In August 1945, the Dutch ambassador in Paris received a letter from a man in The Hague who was looking for his son. The 21 year-old had left the Netherlands on 2 March 1942 intending to leave Occupied Europe to fight the Japanese (he had been born in the Netherlands Indies). He wrote his parents a letter on 19 March 1942 from the prison in Besançon, France, saying that he had been caught near the Swiss border and sentenced to death.

But since then his parents hadn’t received any official notice of his death or his personal effects – a compass, a watch and a silver pen. But they had heard rumors that there had been an escape attempt by the five young Dutchmen condemned to die in Besançon and only one had been killed. They couldn’t stop hoping for a miracle.

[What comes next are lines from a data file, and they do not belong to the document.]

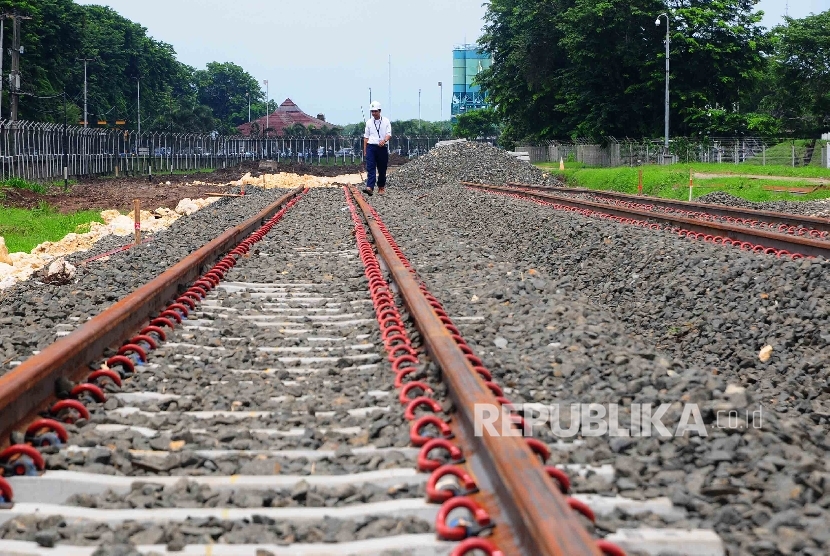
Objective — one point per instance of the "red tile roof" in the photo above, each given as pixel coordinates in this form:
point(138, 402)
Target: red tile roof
point(285, 116)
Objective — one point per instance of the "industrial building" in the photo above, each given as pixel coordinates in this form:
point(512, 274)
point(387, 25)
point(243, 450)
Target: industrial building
point(468, 61)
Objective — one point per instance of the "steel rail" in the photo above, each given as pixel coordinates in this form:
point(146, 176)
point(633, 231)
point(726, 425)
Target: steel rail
point(790, 243)
point(28, 388)
point(538, 515)
point(817, 223)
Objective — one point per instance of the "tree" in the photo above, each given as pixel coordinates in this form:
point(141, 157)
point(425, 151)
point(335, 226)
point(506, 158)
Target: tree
point(719, 53)
point(799, 92)
point(224, 87)
point(477, 123)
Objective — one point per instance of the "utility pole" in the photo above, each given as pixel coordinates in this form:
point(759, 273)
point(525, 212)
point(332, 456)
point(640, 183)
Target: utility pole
point(138, 104)
point(390, 84)
point(85, 60)
point(267, 106)
point(65, 147)
point(14, 77)
point(2, 50)
point(668, 39)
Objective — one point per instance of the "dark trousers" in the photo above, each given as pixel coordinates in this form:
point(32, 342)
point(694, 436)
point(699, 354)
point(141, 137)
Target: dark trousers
point(376, 158)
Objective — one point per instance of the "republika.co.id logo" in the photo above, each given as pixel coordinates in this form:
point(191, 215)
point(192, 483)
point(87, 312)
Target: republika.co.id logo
point(592, 419)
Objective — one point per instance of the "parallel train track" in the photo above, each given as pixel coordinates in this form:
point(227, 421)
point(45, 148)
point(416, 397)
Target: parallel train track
point(311, 392)
point(760, 231)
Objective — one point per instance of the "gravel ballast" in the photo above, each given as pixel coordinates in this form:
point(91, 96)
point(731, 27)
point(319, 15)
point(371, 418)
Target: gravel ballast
point(31, 312)
point(588, 311)
point(820, 207)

The embassy launched an investigation. The vice-consul in Lyon had heard about the executions because in March 1942 he had gotten four young Dutchmen out of the prison in Macon. They had heard about the fate of their countrymen and were very afraid that they would also be shot. He gave the names of two of the four, who would be able to tell the parents what they knew.

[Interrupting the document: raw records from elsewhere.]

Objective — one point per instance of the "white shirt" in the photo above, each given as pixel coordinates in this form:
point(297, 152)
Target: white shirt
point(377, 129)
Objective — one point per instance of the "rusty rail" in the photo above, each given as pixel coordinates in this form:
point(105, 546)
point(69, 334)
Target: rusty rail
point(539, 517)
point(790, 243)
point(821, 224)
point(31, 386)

The consul asked the French police, who confirmed that five Dutch subjects were executed by the Germans at the citadel in Besançon on 19 March 1942. They gave the names but were ignorant of the reasons for the execution.

The Dutch consul in Dijon tracked down the Dutch woman who had acted as interpreter for the German Feldkommandatur in Besançon. She had gotten permission to visit the political prisoners who weren’t receiving food packages because they weren’t allowed to communicate with their families. The five young men had admitted that they were planning to join the Allied armies when they were arrested trying to cross the Demarcation Line in France and had therefore been categorized as political prisoners.

The interpreter took them food and did their laundry for them. She had all but arranged for the five to be reclassified as prisoners of war when an extraordinary order came from the Militärbefehlshaber in Paris ordering that they be executed immediately. They were shot that same day at 6:00 pm. Their effects were given to the French Red Cross to forward to the next of kin.

Obviously, young men who tell the Germans that they’re breaking the law in order to join the Allied armies have a lot more pride than sense. And, obviously, if they had stooped to lying they would have had a much better chance of living to fight another day. The young men who had been rescued from the prison in Macon did lie about their intentions and they did join the Allies. One of them even flew on a bomber that bombed Germany.

A less obvious lesson comes from the interpreter. On the surface she was a collaborator because she worked for the Germans. And she must have done a good enough job for them or they wouldn’t have given her permission to visit imprisoned Dutchmen. But she was lying to them, because while she was working for the Germans she was hiding many of her countrymen in her own home and helping them to cross the Demarcation Line illegally and get to Switzerland. The consul in Dijon rather thought that she deserved official recognition for her patriotic service.

Her story reminds us not to judge by appearances and that the hand of compassion will use whatever talents and opportunities are available.